Special equipment: a deep-frying thermometer and 6 wooden skewers
In a large Dutch oven, heat the peanut oil to 350 degrees F over medium heat. Line a large plate or baking sheet with paper towels.
In a large bowl, sift together the cornmeal, flour, sugar, baking powder and salt. Add the buttermilk, vegetable oil, honey and egg and stir to combine. The batter should be a little thicker than pancake batter; it should fall off a spoon but not run off of it. If necessary, add more buttermilk 1 tablespoon at a time.

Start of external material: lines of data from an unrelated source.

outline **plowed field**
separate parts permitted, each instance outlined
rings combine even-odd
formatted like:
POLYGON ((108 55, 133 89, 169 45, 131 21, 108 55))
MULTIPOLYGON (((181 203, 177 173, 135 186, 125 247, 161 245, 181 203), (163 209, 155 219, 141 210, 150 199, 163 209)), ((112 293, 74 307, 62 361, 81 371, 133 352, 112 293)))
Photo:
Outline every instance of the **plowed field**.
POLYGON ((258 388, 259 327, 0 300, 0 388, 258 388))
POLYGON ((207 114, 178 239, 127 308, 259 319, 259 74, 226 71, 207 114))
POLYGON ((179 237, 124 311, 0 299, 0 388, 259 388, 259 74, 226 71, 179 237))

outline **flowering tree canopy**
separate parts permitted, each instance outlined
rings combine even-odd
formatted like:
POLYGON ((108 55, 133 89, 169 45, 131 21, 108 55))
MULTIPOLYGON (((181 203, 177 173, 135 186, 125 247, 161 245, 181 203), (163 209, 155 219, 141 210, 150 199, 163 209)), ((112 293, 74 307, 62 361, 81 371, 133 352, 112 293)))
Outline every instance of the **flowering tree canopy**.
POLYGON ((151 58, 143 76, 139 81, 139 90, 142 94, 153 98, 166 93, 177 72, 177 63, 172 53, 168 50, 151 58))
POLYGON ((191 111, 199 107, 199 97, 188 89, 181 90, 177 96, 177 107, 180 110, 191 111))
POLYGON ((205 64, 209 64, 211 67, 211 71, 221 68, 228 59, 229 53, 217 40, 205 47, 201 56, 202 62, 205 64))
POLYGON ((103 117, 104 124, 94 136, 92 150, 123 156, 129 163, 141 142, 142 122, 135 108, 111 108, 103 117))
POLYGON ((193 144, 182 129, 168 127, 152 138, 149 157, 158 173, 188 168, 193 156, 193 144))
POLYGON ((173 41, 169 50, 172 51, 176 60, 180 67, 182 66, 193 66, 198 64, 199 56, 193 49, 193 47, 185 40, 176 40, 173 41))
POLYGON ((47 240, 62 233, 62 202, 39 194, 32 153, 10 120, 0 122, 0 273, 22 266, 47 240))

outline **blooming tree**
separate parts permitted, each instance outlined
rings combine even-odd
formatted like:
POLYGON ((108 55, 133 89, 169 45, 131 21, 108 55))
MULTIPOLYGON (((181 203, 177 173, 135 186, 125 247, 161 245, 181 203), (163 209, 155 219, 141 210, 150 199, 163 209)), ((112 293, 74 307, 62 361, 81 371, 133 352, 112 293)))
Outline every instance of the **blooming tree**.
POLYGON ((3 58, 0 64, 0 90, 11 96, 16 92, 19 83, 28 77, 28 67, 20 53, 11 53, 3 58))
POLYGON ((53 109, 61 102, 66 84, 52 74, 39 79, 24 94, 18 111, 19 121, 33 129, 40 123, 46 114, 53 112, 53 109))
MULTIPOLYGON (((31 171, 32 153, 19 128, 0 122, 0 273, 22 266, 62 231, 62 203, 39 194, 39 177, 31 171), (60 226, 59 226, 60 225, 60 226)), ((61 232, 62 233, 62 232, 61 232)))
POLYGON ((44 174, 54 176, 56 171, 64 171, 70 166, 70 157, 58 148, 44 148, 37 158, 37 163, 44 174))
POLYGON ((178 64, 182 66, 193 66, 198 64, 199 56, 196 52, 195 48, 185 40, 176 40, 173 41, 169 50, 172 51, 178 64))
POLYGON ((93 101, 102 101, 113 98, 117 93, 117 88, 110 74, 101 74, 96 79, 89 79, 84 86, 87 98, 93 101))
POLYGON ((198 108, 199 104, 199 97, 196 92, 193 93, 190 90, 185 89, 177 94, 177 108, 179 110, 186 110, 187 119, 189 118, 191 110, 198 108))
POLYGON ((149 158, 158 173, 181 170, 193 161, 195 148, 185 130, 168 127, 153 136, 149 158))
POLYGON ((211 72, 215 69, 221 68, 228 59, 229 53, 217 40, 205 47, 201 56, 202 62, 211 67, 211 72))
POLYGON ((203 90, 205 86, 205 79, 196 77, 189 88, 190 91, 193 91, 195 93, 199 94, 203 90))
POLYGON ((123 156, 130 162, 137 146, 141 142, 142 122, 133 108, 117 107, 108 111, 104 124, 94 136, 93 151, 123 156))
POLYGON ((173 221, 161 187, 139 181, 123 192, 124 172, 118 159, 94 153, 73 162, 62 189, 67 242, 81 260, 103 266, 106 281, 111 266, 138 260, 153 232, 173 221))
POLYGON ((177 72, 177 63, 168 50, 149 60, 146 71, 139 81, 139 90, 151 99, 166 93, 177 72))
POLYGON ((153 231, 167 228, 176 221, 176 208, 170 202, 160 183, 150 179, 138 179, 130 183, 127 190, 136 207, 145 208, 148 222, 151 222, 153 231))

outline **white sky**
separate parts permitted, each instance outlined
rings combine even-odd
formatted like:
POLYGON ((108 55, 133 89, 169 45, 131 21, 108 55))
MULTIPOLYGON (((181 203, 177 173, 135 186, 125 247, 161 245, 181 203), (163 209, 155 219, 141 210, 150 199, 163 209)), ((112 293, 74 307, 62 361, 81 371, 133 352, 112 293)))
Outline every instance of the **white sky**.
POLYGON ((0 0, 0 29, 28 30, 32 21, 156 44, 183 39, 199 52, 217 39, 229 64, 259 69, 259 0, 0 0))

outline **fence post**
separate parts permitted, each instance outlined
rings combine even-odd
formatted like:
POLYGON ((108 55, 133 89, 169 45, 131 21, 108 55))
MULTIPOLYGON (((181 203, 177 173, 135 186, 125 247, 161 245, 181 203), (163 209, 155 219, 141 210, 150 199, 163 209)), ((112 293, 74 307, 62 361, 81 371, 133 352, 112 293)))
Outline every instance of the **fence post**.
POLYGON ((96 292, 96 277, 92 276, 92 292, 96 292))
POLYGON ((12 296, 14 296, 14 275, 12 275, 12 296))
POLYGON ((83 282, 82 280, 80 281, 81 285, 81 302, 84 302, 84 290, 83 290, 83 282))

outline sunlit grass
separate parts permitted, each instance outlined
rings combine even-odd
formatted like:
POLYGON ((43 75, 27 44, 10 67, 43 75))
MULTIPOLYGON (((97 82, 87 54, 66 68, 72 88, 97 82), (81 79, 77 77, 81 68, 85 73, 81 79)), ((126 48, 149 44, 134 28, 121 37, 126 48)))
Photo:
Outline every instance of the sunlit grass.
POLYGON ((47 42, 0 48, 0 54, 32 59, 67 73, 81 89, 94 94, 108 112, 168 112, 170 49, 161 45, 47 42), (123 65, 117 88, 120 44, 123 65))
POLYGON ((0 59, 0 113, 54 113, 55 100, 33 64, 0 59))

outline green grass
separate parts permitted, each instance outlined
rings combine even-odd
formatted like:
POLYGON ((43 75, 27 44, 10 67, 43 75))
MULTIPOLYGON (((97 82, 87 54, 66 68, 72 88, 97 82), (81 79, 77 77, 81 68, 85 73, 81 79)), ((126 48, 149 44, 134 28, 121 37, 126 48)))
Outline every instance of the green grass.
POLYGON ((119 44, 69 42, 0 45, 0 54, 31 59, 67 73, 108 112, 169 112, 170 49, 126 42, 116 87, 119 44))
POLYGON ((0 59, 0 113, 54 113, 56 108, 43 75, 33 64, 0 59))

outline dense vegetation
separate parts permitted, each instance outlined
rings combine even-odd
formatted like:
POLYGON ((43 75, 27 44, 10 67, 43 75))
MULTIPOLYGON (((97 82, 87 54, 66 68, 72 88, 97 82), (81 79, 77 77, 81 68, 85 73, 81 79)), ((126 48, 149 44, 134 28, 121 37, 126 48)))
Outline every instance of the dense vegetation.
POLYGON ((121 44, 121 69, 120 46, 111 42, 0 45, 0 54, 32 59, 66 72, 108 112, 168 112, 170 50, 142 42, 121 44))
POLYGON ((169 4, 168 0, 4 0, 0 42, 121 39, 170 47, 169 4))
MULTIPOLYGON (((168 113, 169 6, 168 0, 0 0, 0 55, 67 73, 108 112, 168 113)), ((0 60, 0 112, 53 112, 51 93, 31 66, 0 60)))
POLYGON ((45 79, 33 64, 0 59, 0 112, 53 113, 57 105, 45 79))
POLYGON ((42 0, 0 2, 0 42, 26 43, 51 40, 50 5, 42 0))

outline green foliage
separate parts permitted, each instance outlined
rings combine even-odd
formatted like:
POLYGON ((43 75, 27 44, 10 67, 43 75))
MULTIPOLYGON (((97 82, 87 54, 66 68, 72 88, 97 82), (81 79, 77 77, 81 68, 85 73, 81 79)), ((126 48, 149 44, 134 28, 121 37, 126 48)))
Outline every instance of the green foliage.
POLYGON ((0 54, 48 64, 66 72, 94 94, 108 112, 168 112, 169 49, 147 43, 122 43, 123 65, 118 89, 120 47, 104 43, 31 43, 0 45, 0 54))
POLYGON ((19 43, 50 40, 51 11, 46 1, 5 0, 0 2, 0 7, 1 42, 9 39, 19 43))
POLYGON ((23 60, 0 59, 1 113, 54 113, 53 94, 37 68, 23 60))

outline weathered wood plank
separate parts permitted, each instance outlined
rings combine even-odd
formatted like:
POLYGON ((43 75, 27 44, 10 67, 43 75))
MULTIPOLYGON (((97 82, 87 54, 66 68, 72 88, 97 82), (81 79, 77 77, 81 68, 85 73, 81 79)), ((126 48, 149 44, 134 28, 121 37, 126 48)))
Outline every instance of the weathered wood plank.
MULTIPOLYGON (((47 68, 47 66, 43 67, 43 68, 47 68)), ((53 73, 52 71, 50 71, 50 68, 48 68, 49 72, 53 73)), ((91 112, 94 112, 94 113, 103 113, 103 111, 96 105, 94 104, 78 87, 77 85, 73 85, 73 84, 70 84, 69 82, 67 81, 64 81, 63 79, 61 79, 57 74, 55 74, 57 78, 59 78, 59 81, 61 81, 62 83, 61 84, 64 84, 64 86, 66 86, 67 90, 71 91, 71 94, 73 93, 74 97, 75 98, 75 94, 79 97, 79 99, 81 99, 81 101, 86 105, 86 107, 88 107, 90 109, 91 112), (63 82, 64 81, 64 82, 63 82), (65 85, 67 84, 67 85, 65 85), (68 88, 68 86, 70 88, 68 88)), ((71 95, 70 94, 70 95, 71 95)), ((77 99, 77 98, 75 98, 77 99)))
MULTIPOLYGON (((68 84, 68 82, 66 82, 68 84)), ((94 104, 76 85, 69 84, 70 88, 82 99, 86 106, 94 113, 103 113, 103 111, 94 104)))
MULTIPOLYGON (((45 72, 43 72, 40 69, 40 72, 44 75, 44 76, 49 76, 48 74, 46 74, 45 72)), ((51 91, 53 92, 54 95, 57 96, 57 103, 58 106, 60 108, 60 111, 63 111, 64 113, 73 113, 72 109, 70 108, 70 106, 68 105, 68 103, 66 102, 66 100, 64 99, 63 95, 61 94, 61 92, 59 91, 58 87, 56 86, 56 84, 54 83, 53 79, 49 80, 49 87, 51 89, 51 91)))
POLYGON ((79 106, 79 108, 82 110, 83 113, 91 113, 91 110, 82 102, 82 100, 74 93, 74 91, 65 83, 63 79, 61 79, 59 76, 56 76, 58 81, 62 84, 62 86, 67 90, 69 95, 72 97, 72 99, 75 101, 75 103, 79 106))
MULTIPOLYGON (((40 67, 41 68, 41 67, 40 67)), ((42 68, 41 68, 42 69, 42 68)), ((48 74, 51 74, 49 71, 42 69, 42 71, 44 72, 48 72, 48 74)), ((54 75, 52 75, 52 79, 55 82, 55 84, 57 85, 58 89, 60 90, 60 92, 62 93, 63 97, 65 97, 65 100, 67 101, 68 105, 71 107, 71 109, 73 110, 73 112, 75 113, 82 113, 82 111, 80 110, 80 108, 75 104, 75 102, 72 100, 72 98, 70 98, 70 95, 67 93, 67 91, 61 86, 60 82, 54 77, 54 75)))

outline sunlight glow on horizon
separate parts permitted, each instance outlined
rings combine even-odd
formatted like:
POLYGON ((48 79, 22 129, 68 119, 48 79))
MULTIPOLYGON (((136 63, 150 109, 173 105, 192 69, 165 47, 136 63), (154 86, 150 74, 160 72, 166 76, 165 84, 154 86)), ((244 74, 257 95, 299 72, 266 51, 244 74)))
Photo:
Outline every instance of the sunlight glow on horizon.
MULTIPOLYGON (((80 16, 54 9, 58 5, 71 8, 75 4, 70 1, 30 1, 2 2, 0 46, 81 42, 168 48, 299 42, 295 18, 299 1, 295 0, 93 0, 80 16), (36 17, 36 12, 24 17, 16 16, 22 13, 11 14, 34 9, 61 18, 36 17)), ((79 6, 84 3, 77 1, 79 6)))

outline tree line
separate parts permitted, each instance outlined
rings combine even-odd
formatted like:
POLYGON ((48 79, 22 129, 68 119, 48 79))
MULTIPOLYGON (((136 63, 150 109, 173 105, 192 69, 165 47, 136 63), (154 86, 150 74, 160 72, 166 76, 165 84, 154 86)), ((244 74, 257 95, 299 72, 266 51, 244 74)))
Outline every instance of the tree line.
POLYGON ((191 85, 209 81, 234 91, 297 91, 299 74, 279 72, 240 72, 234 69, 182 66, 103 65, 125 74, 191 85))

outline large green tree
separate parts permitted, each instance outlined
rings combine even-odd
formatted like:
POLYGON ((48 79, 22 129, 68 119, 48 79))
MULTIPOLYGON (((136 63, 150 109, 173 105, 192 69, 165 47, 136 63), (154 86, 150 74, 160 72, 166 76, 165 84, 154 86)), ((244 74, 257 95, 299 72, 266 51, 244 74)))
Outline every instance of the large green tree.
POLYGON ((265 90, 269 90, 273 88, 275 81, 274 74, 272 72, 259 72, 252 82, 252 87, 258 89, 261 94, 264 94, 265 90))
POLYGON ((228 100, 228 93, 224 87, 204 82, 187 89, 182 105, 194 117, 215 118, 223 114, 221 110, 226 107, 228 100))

Dry the hot dogs thoroughly with a kitchen towel. Insert a skewer into the cut end of each hot dog, pushing it almost all the way through to the tip. Sprinkle the cornstarch onto a small plate and roll the hot dogs on the plate to lightly dust them with cornstarch. Gently tap the hot dogs to remove extra cornstarch.
Pour the batter into a tall drinking glass. Holding a skewered hot dog at the bottom of the skewer, dunk the hot dog straight down into the glass of batter so that it is fully immersed in the batter. Slowly pull the hot dog back out, ensuring that it is fully coated on all sides and allowing some of the excess batter to drip back into the glass. Immediately place the battered hot dog carefully into the hot oil while still holding the stick (with tongs). Cook until deep golden brown, 2 to 3 minutes, turning the stick as necessary to ensure even browning. Place the cooked corn dog on the plate of paper towels to drain. Repeat with the remaining hot dogs.
The key for success here is to have a thick, but not too thick, batter. If the batter is not adhering to the hot dog, it is too thick. Add more buttermilk to the batter, just 1 tablespoon at a time, and re-dip the hot dog. A very small amount of buttermilk can make a world of difference.